Each worker handles 200 parallel calls per iteration, for 100 iterations
Created 50 worker(s)
[100%] 1000000/1,000,000 calls | 4191 calls/s | 238.6s
============================================================
STATS
============================================================
Total calls: 1,000,000
Successful: 1,000,000 (100.00%)
Errors: 0 (0.00%)
Total time: 238.57s
Throughput: 4192 calls/second
Lambda Execution Times:
Min: 14.00ms
Max: 4283.00ms
Avg: 409.45ms
OCC Retry Statistics:
Total retries: 6,667
Max retries: 2
Avg retries/call: 0.01
Transactions with retries: 6,584 (0.66%)
✅ Chapter 4 test complete
Key observations:
- ✅ 100% success rate with 1M invocations
- ✅ ~4,200 calls/second throughput using 50 workers
- ✅ 0.66% retry rate - very low because 1M accounts reduces contention significantly
- ✅ Max 2 retries - with better data distribution across 1M accounts, OCC conflicts are rare
- ✅ Average latency 409ms - includes time for retries and high concurrency queuing
Now with ~1M transactions in the table, let's run the same query again:
EXPLAIN ANALYZE SELECT id, payer_id, payee_id, amount, created_at
FROM transactions
WHERE payer_id = 1
ORDER BY created_at DESC
LIMIT 5;You should now see the composite index being used:
QUERY PLAN
---------------------------------------------------------------------------------------------------------------------------------------------------------
Limit (cost=100.54..208.56 rows=2 width=36) (actual time=1.578..1.597 rows=3 loops=1)

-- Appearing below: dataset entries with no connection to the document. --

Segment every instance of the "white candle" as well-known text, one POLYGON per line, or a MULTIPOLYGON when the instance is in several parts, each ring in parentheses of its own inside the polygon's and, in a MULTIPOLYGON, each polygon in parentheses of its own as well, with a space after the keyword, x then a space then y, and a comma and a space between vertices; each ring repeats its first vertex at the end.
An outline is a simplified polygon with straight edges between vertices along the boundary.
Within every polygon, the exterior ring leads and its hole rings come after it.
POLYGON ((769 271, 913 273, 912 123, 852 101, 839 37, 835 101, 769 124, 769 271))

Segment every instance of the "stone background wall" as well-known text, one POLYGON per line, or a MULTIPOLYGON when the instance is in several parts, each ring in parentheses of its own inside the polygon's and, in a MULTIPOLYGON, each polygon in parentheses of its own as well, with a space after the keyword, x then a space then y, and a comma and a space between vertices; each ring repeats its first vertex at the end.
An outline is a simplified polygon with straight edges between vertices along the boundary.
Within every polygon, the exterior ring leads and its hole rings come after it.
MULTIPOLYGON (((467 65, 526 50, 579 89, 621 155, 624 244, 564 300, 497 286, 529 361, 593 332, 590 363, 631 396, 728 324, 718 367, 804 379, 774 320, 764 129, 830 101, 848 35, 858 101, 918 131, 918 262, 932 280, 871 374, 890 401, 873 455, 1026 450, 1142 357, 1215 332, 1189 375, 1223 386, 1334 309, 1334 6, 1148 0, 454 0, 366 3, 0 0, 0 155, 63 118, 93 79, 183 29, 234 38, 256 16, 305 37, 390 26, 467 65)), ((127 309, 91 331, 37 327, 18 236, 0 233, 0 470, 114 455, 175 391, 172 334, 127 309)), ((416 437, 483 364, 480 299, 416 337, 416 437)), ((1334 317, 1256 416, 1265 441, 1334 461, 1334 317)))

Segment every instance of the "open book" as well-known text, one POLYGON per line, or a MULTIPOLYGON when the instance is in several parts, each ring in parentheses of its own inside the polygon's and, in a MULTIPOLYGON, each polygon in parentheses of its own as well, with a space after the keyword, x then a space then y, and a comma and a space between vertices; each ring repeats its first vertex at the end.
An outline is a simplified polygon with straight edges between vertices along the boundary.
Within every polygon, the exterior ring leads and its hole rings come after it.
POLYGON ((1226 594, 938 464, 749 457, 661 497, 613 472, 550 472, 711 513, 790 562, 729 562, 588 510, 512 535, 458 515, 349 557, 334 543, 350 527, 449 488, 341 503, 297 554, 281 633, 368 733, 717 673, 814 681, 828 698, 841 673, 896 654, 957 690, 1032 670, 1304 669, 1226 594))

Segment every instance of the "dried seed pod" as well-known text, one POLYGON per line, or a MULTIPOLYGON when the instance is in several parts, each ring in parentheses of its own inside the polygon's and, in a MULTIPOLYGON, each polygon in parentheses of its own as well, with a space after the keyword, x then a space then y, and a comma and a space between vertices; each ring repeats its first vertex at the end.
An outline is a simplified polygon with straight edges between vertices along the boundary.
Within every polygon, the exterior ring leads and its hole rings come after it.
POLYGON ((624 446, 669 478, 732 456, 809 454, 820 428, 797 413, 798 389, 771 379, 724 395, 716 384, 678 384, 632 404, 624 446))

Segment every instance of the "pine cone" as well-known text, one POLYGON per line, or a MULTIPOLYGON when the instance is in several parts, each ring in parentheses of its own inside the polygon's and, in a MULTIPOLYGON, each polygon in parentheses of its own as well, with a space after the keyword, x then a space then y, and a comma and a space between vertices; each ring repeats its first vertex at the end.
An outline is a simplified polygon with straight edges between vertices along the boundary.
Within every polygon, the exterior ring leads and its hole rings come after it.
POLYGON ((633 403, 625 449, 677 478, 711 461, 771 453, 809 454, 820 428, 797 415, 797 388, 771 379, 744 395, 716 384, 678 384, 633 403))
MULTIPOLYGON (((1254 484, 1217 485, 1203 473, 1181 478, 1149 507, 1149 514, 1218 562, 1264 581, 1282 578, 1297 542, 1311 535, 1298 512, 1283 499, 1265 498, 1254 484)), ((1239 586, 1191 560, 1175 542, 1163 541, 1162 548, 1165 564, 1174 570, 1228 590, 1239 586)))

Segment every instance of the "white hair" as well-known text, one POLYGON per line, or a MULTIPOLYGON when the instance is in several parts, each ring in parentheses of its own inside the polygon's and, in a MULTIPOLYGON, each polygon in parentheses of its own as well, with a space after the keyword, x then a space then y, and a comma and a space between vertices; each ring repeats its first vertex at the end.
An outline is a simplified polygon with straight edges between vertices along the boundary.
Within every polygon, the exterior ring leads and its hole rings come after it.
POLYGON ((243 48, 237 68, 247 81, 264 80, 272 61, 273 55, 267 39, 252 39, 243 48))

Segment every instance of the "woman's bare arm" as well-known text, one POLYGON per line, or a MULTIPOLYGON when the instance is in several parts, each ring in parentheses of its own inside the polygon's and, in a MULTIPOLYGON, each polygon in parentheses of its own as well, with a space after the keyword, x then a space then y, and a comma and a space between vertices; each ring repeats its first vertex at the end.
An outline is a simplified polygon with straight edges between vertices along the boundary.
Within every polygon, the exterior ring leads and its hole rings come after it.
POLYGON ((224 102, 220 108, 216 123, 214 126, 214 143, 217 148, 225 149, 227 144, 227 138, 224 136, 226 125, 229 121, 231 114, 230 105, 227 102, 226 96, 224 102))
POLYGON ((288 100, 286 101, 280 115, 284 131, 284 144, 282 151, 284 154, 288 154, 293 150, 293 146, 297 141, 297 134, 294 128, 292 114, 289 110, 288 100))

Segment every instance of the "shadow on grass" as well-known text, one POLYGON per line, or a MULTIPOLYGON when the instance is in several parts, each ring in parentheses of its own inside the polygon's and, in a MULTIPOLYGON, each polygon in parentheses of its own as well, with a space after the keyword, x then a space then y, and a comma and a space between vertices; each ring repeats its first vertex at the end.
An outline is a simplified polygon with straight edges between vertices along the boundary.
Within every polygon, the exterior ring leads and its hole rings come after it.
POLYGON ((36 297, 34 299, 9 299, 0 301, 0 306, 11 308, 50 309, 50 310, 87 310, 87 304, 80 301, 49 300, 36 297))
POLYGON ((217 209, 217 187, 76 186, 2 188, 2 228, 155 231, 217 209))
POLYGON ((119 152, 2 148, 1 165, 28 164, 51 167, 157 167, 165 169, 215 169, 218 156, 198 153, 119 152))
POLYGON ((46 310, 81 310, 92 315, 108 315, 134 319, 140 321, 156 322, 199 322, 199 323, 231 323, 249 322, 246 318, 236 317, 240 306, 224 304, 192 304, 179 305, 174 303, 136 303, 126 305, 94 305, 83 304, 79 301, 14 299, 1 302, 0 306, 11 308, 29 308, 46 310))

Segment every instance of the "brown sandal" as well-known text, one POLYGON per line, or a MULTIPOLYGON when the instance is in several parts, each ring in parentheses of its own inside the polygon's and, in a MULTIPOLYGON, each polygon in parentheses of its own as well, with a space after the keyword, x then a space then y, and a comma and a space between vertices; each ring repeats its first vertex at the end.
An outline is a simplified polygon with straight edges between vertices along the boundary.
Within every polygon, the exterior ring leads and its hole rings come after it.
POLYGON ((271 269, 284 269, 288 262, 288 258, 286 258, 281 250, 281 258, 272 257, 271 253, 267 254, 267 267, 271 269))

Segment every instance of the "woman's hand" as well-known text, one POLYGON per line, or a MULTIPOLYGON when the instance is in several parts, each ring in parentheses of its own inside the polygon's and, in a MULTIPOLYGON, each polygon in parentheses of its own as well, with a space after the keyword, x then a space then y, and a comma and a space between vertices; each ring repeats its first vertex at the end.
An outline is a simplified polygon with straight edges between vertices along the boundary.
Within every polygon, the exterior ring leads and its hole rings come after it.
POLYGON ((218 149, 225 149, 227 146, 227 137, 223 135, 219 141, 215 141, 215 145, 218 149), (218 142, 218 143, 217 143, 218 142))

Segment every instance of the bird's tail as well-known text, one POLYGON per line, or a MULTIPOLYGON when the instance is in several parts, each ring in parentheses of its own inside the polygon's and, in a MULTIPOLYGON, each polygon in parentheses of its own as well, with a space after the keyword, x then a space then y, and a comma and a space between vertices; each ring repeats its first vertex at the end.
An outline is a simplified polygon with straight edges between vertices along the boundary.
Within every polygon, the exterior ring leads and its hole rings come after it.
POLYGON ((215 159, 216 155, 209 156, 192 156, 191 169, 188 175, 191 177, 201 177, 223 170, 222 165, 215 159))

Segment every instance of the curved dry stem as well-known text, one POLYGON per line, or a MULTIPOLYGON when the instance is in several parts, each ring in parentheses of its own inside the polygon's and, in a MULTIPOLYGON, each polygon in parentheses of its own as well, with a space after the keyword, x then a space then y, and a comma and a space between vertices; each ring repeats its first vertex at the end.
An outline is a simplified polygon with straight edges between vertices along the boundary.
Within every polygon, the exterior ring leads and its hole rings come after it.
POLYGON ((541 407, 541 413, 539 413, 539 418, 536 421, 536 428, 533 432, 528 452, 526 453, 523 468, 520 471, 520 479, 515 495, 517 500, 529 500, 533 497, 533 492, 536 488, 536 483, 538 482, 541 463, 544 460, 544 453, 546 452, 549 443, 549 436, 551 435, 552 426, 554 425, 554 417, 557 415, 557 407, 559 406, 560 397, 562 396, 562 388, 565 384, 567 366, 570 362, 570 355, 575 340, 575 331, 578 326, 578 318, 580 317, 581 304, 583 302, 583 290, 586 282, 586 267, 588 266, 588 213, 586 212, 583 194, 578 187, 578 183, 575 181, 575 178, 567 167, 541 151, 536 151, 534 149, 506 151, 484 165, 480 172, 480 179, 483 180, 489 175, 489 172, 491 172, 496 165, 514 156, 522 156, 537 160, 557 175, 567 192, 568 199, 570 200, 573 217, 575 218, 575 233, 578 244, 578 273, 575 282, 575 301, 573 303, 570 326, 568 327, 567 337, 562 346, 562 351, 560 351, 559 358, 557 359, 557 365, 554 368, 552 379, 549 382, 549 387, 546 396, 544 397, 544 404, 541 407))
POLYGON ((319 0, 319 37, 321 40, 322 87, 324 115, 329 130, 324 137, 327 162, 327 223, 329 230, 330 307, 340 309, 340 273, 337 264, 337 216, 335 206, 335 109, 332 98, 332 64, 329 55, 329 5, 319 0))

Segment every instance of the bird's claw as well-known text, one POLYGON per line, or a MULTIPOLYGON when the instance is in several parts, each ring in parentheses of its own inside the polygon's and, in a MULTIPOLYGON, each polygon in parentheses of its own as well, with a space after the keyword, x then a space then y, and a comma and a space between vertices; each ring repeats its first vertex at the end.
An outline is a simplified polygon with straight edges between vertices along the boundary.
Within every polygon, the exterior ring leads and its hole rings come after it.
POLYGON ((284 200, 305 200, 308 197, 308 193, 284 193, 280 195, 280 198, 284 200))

-> Index Scan Backward using idx_transactions_payer on transactions (cost=100.54..208.56 rows=2 width=36) (actual time=1.577..1.595 rows=3 loops=1)
Index Cond: (payer_id = 1)
-> Storage Scan on idx_transactions_payer (cost=100.54..208.56 rows=2 width=36) (actual rows=3 loops=1)
-> B-Tree Scan on idx_transactions_payer (cost=100.54..208.56 rows=2 width=36) (actual rows=3 loops=1)
Index Cond: (payer_id = 1)
-> Storage Lookup on transactions (cost=100.54..208.56 rows=2 width=36) (actual rows=3 loops=1)
Projections: id, payer_id, payee_id, amount, created_at
-> B-Tree Lookup on transactions (cost=100.54..208.56 rows=2 width=36) (actual rows=3 loops=1)
Planning Time: 0.118 ms
Execution Time: 1.630 ms
Key differences from Step 1:
- ✅ Index Scan Backward using idx_transactions_payer - Now using the composite index!
- ✅ No Sort operation - The index already provides data in
(payer_id, created_at)order - ✅ Index Cond: (payer_id = 1) - The index efficiently filters to just this payer
- ✅ Storage Lookup on transactions - Only fetches the specific rows from the table after using the index
- ✅ Planning Time: 0.118ms - Much faster than before
- ✅ Execution Time: 1.630ms - Still very fast despite ~1M rows in the table
- ✅ Found 3 rows - There are actually 3 transactions where account 1 was the payer
Why the index is used now: With ~1M rows in the table, the query optimizer determines that using the composite index is more efficient than scanning all rows. The index allows DSQL to:
- Quickly locate all transactions for
payer_id = 1 - Return them already sorted by
created_at DESC - Stop after finding the matching rows (LIMIT 5)
Performance comparison:
- With 6 rows (Step 1): Full table scan, 0.679ms execution time
- With ~1M rows (Step 4): Index scan, 1.630ms execution time
Even with 166,000x more data, the query is only ~2.4x slower thanks to the composite index! This demonstrates the power of proper indexing in distributed databases.
Reference: See ch03/ directory for the complete implementation (Chapter 4 reuses Chapter 3's Lambda code and adds indexes for query analysis).